Costs – yeah, it can also be expensive, especially if you’re a small company. Initially, the IT, often a small department/person can probably keep it running just fine, but when it gets bigger, it gets to be a fair bit of work, and SaaS makes sense at that point.
And work. You need to do the work and, of course, know about scalability, maintenance, updates, backups… or hire an IT firm to do it for you.
For small businesses, I’d recommend a locally-hosted, turn-key solution from a Nextcloud hosting provider. You know the jurisdiction, and it’s affordable. For a bigger organization, a custom solution from a Nextcloud partner is better – you are 100% in control, but don’t have the work or need to have the knowledge.
Did any new security threats come into the picture because of the pandemic?
For people who already worked from home, nothing changed. But businesses that moved to work-from-home were facing new challenges. Auditing and controlling employees became harder, and some businesses went a little far there, tracking employee behavior in a very scary, 1984 surveillance style way. But that’s not as much security- as it is privacy-related.
I’m sure there are more phishing attempts and such, but the main problem most of our customers faced was simply a speed up in their roll-out of Nextcloud. It is perfectly suitable for work-from-home and thus, not much changed.
What are the main differences between centralized and decentralized cloud?
In very simple terms: with a centralized cloud, like Google, if you manage to hack one data center, you have all the data of everyone.
With Nextcloud, if you hack one server, you have the data of one server. Good luck with the rest.
And, as the vast majority of the hacks are based on phishing and social engineering, you’ll need to invest a lot more effort to hack all Nextcloud servers. Plus, you’ll probably get caught or called out before you are even halfway, and others have an opportunity to protect themselves.

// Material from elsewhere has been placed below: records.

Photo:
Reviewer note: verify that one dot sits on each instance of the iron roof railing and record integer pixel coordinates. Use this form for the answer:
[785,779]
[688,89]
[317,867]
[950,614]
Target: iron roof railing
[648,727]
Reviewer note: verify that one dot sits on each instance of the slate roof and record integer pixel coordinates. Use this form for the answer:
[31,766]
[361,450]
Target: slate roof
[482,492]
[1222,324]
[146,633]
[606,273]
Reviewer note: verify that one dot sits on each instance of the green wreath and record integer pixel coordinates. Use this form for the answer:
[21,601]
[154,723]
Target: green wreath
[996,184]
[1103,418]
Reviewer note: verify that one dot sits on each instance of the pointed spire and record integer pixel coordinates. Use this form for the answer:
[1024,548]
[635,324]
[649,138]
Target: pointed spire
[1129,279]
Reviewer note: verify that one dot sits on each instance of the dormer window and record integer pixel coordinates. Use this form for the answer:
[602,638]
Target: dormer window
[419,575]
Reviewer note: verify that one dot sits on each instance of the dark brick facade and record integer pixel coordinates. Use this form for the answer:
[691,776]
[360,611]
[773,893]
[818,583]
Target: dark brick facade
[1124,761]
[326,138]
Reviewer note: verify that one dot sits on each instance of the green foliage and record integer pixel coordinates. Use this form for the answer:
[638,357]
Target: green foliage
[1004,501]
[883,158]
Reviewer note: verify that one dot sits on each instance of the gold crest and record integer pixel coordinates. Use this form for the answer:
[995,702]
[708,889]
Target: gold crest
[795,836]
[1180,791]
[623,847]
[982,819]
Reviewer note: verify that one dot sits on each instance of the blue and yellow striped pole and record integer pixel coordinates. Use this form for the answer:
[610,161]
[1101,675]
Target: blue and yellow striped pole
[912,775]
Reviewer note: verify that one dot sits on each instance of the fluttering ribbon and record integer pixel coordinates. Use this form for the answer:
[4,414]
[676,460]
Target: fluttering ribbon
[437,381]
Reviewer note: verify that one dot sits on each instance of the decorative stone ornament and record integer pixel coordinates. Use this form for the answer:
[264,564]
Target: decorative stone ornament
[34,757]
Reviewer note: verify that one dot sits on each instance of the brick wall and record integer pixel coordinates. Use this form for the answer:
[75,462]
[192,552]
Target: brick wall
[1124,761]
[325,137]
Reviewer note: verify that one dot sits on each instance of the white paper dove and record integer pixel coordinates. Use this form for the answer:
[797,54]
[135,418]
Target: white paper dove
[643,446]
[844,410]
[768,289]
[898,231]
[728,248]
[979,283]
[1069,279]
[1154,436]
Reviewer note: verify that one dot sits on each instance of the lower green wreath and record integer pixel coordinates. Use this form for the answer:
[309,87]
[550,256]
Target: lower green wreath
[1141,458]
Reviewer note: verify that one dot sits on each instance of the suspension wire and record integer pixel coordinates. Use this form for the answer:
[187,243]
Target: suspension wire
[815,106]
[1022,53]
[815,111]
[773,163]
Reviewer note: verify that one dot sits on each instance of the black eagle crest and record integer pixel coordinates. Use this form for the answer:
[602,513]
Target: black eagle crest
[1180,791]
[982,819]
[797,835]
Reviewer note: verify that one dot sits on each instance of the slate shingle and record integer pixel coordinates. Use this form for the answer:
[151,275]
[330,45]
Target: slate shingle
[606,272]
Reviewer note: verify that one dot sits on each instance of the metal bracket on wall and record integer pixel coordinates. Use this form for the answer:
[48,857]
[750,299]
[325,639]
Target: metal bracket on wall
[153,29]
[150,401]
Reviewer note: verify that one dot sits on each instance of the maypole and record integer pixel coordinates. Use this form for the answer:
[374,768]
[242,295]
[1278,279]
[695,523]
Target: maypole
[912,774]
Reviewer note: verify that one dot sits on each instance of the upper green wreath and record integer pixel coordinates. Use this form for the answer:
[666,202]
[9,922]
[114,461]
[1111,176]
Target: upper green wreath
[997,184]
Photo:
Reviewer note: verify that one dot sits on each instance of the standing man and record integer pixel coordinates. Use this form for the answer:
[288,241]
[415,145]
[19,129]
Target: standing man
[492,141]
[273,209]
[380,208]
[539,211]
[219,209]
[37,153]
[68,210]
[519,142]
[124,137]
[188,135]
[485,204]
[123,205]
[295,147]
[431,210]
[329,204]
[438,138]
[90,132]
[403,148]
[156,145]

What is the single most important data privacy issue you would like to see solved in the next couple of years?
We think data minimization is key to improving privacy – keep as little data as possible, so there is as little to be abused as possible. In the long run, that’s the best protection against the abuse of private data.

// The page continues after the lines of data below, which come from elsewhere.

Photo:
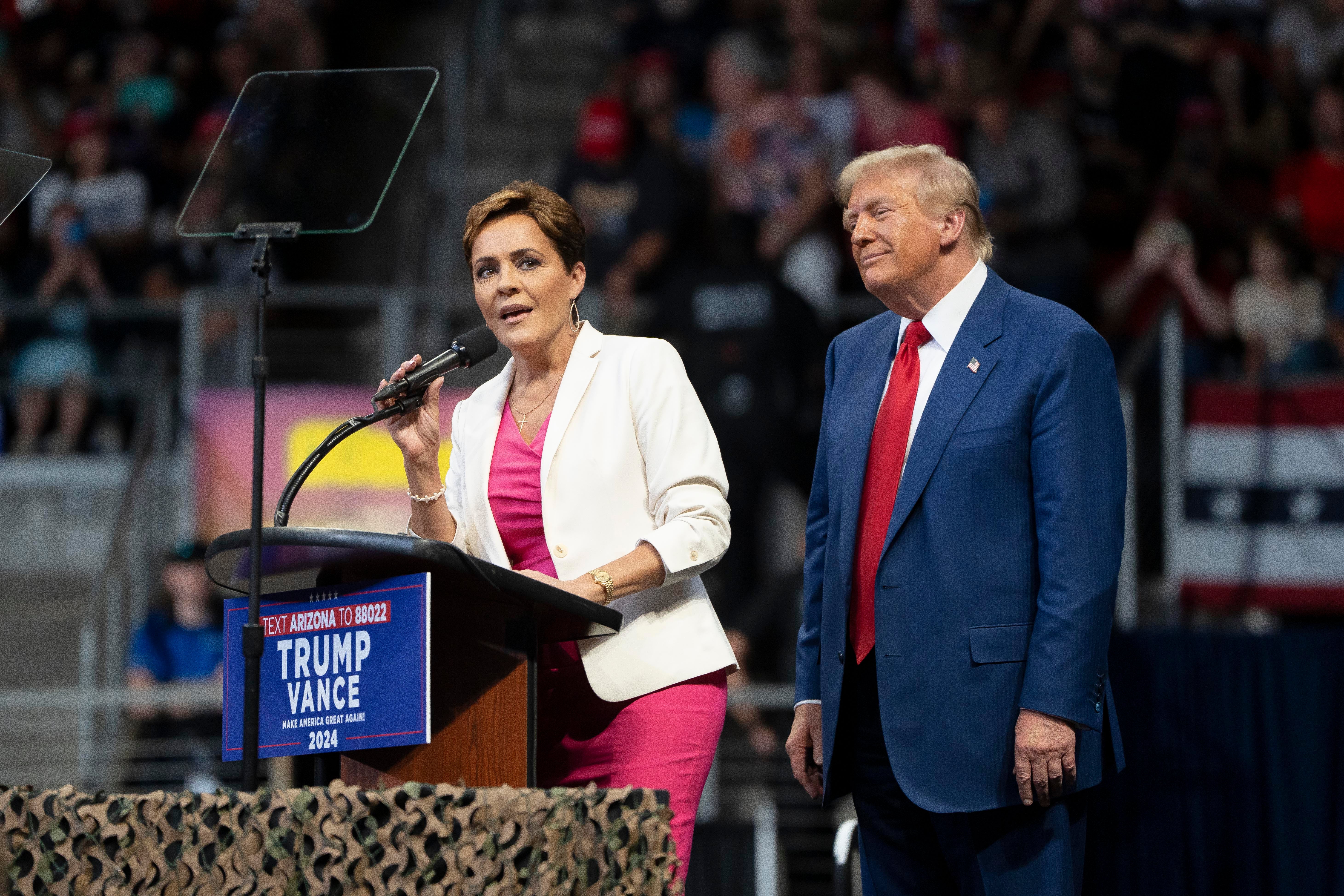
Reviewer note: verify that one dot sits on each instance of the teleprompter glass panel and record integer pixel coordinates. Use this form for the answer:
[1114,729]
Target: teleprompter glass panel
[19,174]
[319,148]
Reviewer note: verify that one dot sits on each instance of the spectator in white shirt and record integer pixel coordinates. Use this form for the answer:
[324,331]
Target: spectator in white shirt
[1279,313]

So this should be a more important principle, we think. Sadly, companies don’t like deleting data since it’s the new (digital) oil.
It seems like remote work is here to stay, so what actions can businesses take to protect their workers and important data?
Use Nextcloud, or other privacy-respecting, locally hosted solutions rather than handing data over to non-compliant, foreign clouds, of course!
Share with us, what’s next for Nextcloud?
We want to further improve accessibility and usability. We think everybody has a right to privacy and control over their data, so we work with many of our customers as well as with the wide community of Nextcloud users and contributors to improve functionality but also usability and access for everyone.